Maryam Touzani racconta…
“Adam è la storia di due anime solitarie che si abituano l’una all’altra, si confrontano e si uniscono, di due donne prigioniere, ciascuna a modo suo, che cercano rifugio nella fuga, nel rifiuto della realtà. Samia è prigioniera del bambino che porta in grembo, di quella vita che le cresce dentro, giorno dopo giorno, che si materializza nonostante tutto. Abla è prigioniera di una morte che ha congelato la sua esistenza, di un lutto che ha rifiutato di affrontare, che l’ha trasformata in un essere incorporeo. Queste due donne sono messe di fronte a ciò che di più bello e di più crudele ha da offrire la vita. E al centro di tutto, la nascita, la maternità. Questa cosa inafferrabile, che ci trascende, che risveglia i nostri più primitivi istinti, per quanto sopiti siano. In Adam, la vita si impone, come la morte, in tutta la sua potenza…“.

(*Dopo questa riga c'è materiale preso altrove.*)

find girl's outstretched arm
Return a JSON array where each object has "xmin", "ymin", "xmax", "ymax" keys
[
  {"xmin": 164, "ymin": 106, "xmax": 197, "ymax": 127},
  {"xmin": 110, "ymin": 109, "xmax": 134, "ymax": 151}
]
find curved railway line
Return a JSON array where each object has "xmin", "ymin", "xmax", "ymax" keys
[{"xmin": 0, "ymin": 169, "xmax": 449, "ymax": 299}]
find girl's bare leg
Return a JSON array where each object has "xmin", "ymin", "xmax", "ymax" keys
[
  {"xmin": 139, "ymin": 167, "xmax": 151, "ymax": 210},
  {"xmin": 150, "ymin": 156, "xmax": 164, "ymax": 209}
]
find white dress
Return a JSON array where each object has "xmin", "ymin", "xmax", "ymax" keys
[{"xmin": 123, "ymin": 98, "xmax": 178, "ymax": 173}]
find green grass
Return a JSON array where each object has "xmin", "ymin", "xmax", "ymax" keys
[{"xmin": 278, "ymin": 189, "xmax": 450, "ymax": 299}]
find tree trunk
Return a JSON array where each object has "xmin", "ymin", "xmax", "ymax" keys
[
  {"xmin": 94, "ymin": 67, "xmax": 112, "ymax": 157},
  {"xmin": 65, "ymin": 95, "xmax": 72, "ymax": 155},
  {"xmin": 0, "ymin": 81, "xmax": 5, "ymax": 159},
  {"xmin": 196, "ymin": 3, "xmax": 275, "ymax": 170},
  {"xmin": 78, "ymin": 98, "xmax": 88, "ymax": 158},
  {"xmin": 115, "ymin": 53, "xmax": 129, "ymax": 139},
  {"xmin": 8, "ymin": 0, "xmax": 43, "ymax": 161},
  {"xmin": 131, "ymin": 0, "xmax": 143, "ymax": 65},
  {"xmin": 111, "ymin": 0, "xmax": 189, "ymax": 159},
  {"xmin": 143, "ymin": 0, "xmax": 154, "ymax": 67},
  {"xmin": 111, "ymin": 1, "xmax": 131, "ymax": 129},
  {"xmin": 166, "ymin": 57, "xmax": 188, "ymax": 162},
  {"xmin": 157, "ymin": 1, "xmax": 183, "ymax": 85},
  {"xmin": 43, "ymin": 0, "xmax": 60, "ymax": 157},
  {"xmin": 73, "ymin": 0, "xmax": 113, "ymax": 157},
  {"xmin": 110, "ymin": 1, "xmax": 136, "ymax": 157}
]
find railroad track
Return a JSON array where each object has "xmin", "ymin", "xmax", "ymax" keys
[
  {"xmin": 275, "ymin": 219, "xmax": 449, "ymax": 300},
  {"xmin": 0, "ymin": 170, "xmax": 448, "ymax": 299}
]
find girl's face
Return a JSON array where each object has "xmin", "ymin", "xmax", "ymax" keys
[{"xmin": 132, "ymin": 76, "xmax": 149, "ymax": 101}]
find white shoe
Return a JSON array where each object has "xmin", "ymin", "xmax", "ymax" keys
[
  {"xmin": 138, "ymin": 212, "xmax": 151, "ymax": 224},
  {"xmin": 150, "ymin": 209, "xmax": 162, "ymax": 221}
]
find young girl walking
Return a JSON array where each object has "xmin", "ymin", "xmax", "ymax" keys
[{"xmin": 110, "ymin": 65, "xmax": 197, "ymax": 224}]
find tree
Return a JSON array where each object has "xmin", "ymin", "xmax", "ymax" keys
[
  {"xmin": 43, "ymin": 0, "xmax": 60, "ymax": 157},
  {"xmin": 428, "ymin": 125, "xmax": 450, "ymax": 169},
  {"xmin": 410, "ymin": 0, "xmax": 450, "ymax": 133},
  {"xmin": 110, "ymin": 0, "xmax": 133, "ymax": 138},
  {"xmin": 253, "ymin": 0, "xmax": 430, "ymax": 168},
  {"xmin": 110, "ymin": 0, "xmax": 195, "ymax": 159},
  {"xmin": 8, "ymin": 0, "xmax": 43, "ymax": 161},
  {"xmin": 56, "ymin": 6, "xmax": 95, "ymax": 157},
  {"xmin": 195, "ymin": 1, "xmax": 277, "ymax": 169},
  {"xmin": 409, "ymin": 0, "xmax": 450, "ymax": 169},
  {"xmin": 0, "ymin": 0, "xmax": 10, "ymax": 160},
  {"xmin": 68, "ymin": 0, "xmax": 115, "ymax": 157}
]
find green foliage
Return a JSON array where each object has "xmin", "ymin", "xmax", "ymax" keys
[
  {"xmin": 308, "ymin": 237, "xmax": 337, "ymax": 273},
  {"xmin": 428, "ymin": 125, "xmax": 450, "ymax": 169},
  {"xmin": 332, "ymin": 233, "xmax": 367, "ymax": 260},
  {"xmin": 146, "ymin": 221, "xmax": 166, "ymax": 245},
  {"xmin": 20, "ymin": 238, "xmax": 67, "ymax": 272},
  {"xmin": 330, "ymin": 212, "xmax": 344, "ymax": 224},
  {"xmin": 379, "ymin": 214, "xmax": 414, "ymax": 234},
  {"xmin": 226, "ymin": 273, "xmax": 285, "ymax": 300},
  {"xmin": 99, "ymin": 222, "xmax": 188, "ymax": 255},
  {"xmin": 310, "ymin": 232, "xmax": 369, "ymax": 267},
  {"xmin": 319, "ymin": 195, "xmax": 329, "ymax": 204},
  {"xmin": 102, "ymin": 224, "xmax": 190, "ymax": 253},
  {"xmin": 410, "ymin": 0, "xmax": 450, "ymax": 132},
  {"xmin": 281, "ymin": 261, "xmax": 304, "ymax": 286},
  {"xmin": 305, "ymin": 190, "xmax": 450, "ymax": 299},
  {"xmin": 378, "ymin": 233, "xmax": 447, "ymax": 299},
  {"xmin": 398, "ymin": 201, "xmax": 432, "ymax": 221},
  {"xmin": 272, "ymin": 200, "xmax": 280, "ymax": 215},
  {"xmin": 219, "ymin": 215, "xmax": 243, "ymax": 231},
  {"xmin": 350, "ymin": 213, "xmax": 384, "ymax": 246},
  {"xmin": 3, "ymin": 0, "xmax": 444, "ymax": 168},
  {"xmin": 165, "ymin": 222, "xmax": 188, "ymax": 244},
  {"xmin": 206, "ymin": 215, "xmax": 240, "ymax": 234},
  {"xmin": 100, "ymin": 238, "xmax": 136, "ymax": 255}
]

“Questo film è nato da un vero incontro, doloroso, ma ispirante, che ha lasciato in me tracce indelebili. Ho conosciuto la giovane donna che ha ispirato il personaggio di Samia. Sbarcò a Tangeri, in fuga dalla sua famiglia, dopo essere stata messa incinta e poi abbandonata da un uomo che aveva promesso di sposarla. Per paura, per vergogna, non aveva detto niente ai suoi familiari e aveva nascosto la sua gravidanza per mesi. Lontano da casa, sperava di partorire di nascosto e di dar via il bambino, per poi tornare nel suo villaggio. Quando suonò alla nostra porta, i miei genitori l’accolsero in casa, senza conoscerla. Sarebbe dovuta restare solo qualche giorno, ma si trattenne settimane, fino alla venuta al mondo del suo bambino“.
“Samia era dolce, riservata, amava la vita. Fui testimone del suo dolore e della sua gioia di vivere e soprattutto del suo dilaniamento di fronte al bambino che si sentiva in obbligo di abbandonare per andare avanti, del suo rifiuto di amarlo, all’inizio, quando si rifiutava di guardarlo, di toccarlo, di accettarlo. Vidi questo bambino imporsi, poco a poco, e il viscerale istinto materno risvegliarsi, nonostante gli sforzi per soffocarlo. Vidi amarlo, nonostante tutto, dell’amore indecifrabile di una madre, consapevole che il tempo con lui era contato. Il giorno in cui lo diede via, volle mostrarsi forte, dignitosa. Capivo il suo gesto e trovavo il suo atto coraggioso, perché sentivo la sofferenza che questo abbandono rappresentava. Allo stesso tempo, dentro di me, speravo che lo tenesse, che affrontasse la società, i suoi genitori, la sua famiglia. Ero certamente ingenua, e lo sono ancora, senza dubbio. Ma so anche che la sua ferita non si rimarginerà mai. Non immaginavo, all’epoca, che avrei portato questa donna dentro di me per tutti questi anni“.
“Quando sentii per la prima volta il mio proprio figlio muoversi dentro di me, quando vidi il mio ventre ingrossare e trasformarsi in un ventre di madre, pensai a questa giovane donna. Alla sua scelta, al suo dilaniamento. E sentii l’urgenza di scrivere, di raccontare. La sua storia si unì alle mie ferite, alla mia esperienza della perdita, dell’angoscia che si prova, del rifiuto, del lutto inespresso, ma anche alla mia gioia di essere madre. Così Adam cominciò a prendere forma“.